Ukraine’s Election Results and A New Paradigm for Democracy Education
The recent elections in Ukraine underscore the role democratic governments must play in criticizing flawed elections: the OSCE/ODHIR initial observation report published on October 28 indicates that there were significant structural problems leading up to the election that undermine the credibility of results.
Elections specialists regularly note that elections, like those in Ukraine, can be rigged well before voters head to the polls. But the civic education community clings to the paradigm that participation is as important as structure. The logic is as follows: if enough voters overwhelm the polls, and the ballots are counted and tabulated fairly (which is disputed in Ukraine), the results will be more democratic than with lower voter turnout. This electoral numbers justification is used to support civic education awareness programming. How can you argue with the fact that a higher voter turnout, when ballots are counted fairly, will translate to a more representative result?
But as demonstrated in Ukraine, voter turnout on election day alone cannot overcome structural biases that threaten to erode the democratic process in a pre-election environment.
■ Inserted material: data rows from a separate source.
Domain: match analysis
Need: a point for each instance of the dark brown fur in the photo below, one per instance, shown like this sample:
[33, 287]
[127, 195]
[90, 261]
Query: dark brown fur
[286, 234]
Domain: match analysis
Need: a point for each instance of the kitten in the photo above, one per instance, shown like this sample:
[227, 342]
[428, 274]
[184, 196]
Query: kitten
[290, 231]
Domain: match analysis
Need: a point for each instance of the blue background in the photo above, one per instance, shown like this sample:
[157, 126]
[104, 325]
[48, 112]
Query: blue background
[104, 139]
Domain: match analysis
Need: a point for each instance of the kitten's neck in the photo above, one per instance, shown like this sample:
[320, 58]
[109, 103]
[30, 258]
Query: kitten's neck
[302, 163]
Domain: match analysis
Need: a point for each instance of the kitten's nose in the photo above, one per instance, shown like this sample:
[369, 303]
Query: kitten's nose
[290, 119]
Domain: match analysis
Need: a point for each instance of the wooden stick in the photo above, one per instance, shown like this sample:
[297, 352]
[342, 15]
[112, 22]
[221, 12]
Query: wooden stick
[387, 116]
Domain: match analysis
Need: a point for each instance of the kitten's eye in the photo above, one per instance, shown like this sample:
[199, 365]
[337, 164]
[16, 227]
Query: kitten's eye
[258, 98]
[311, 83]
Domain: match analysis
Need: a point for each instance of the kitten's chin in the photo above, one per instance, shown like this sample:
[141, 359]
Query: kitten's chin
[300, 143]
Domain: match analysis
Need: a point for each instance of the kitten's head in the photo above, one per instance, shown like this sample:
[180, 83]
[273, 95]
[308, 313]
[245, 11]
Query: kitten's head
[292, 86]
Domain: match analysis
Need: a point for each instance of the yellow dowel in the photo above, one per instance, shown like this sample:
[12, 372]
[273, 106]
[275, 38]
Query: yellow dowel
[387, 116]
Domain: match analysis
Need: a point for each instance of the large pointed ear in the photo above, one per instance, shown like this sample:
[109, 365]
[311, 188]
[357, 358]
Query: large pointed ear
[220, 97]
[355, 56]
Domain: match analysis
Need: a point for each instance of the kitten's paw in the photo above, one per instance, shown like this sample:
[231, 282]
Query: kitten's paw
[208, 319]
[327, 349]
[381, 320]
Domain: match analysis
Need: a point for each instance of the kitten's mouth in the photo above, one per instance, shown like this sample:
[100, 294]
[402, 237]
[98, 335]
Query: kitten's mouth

There is a paradigm shift that needs to solidify across the civic and voter education communities: focusing on get out the vote and registration campaigns can increase voter turn out, but it has a limited effect on the quality of the democratic process if there is significant structural bias. As reported ODHIR, in Ukraine “the ability of candidates to get their messages to voters and to compete under equal conditions…was negatively affected in a significant number of electoral districts due to harassment, intimidation, and misuse of administrative resources. The campaign environment was assessed as not fair overall…” Further, the Central Election Commission had indicated that it will not release precinct-level results, fundamental to a transparent process.
It is critical for pro-democratic forces to understand how demonstrably unfair voter outreach can be if it is designed overwhelmingly to benefit one faction rather than to promote legitimate democratic processes. The exclusion of political candidates, Yulia Tymoshenko and Yuriy Lutsenko, and the economic influences on the electoral process in Ukraine demonstrate this to be the case.
External pressure is critical to countering structural bias. The democracy education community has a responsibility to pressure our own governments to speak out when our allies conduct elections that are clearly flawed – and if necessary, to apply political and economic pressure when elections are, by design, unfair. A statement released by the EU, while noting irregularities, stopped short of the frank criticism that might be expected of democratic governments.
We have a responsibility to take action to stand with civil society groups and civic leaders: to support their efforts to address these flaws from within by strengthening campaign finance laws, promoting the enforcement of existing election commission statutes, and ensuring that voters understand the platforms upon which the parties and candidates stand.